In the second half of the 19th century, paper ballots took over. Only by the late 1800s did the Australian secret ballot make its way to the U.S. The secret ballot was unique for its time because it was a private ballot that voters filled out unburdened by outside influence at the polling place, and the ballots were printed uniformly and distributed by the government rather than an outside organization.
The modern voting machine was first introduced in the late 1800s, weighed hundreds of pounds, and cost thousands of dollars. Developments in technology later led to the creation of punch cards, which often came with their own host of problems due to the physical nature of punching the paper.
Today, many polling places use electronic voting machines. These became popular after the 2000 election when confidence in punch card voting was shattered due to the close nature of the election. These polling stations have simplified the process and provide immediate results on the night of Election Day. However, their security has often been called into question with many arguing that they can be easily hacked, either by political parties or foreign enemies.
Although the security of the ballot is vitally important, a more direct problem with electronic voting machines is that they often fail to work.
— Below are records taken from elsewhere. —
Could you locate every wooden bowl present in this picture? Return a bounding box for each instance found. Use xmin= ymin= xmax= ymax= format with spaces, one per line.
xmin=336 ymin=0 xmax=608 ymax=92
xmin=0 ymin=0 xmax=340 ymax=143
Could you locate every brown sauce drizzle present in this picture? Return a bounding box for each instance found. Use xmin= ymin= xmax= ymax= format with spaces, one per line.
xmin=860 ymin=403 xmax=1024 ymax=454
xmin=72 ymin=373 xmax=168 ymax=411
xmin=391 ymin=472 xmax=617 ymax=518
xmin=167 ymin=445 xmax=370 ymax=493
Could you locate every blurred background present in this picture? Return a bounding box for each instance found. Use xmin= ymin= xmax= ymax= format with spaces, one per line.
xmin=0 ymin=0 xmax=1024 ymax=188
Glitches plague electronic machines, and aren’t helped by poll workers who are often technologically illiterate. In addition election officials in many jurisdictions place polling sites inefficiently which often disadvantages communities of color. Just as we consider foreign interference or fraud to be a serious problem, we should also view the lack of an opportunity to vote due to long lines and election malpractice as equally, if not more disturbing.
This brings us back to LA County, which had not updated its voting system in over 50 years. Last year, partially thanks to the Voter’s Choice Act, the LA County registrar-recorder and clerk initiated a new program that would update the antiquated system. The new machines use electronic touch screens where voters can make a selection, print a paper ballot, and upon verification from the voter, have it reinserted into the machine to be deposited into a collection box.
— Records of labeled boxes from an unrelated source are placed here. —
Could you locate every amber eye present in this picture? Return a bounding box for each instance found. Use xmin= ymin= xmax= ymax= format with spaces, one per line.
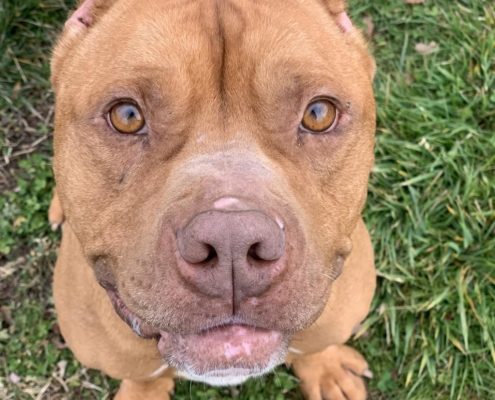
xmin=108 ymin=102 xmax=144 ymax=133
xmin=302 ymin=99 xmax=337 ymax=133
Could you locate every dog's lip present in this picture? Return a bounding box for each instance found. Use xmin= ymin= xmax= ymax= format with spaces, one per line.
xmin=102 ymin=284 xmax=160 ymax=339
xmin=158 ymin=323 xmax=288 ymax=376
xmin=102 ymin=284 xmax=274 ymax=339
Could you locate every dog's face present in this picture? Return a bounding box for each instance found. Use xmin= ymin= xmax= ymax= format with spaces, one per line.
xmin=52 ymin=0 xmax=375 ymax=383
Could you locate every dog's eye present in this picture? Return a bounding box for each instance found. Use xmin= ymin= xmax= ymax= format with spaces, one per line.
xmin=108 ymin=102 xmax=144 ymax=134
xmin=302 ymin=99 xmax=337 ymax=133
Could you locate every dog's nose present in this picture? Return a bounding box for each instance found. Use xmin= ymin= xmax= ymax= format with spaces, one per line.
xmin=177 ymin=210 xmax=286 ymax=301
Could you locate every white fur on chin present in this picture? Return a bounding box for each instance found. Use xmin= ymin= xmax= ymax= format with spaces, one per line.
xmin=177 ymin=366 xmax=275 ymax=386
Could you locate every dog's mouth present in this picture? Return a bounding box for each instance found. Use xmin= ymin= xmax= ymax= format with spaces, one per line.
xmin=106 ymin=288 xmax=288 ymax=385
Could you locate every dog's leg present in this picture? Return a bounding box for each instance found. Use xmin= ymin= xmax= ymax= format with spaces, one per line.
xmin=48 ymin=188 xmax=64 ymax=231
xmin=292 ymin=345 xmax=372 ymax=400
xmin=114 ymin=375 xmax=174 ymax=400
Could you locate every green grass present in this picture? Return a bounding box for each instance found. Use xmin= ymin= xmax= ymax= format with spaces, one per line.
xmin=0 ymin=0 xmax=495 ymax=399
Additionally, the number of polling places were slashed considerably and replaced with around 1,000 so-called “vote centers.” Voters were no longer restricted to their specific polling place, could vote up to two weeks before the election in person at some locations, and had the ability to register same-day at the voting center.
While many of these changes seem good, the rollout of these new voting machines and the entirely new “vote center” system threw many residents off who expected to be able to vote at their traditional polling place. At the same time, many voting machines were often malfunctioning and held up the lines. In the end, turnout was almost half of its 2016 rate.
Another example can be found in Georgia’s 2020 primary where officials blamed each other after residents were left waiting in hours-long lines. Many Democratic officials claimed Republicans had purposefully tampered with the state’s new voting system rollout, while Republicans argued it was incompetence from the Democrats at the local level in Atlanta that was to blame. Either way, machines did not work and people could not vote.
The history of voting shows us the necessity of updating voting systems, especially to protect minority communities and ensure speedy and reliable results. However, recent events demonstrate the importance of slowing down as well.
To ensure effective and secure voting, there are two major factors that should be taken into consideration. First, systems need to be rigorously tested before they are adopted, especially during a crucial election year such as 2020. Second, these systems need to demonstrate their worth—such as making it easier to vote, lowering wait times, or any other reasonable metric, before they should be considered for implementation.
There is no reason to change voting systems, even to update an old system, if the change will only have a negative effect on people’s voting experience. In the cases of LA and Atlanta, changing systems only made things worse. If problems continue to occur in the 2020 primary season and in the general election, scrapping these new voting systems, at least until consistency and effectiveness can be proven in tests, may be our only solution.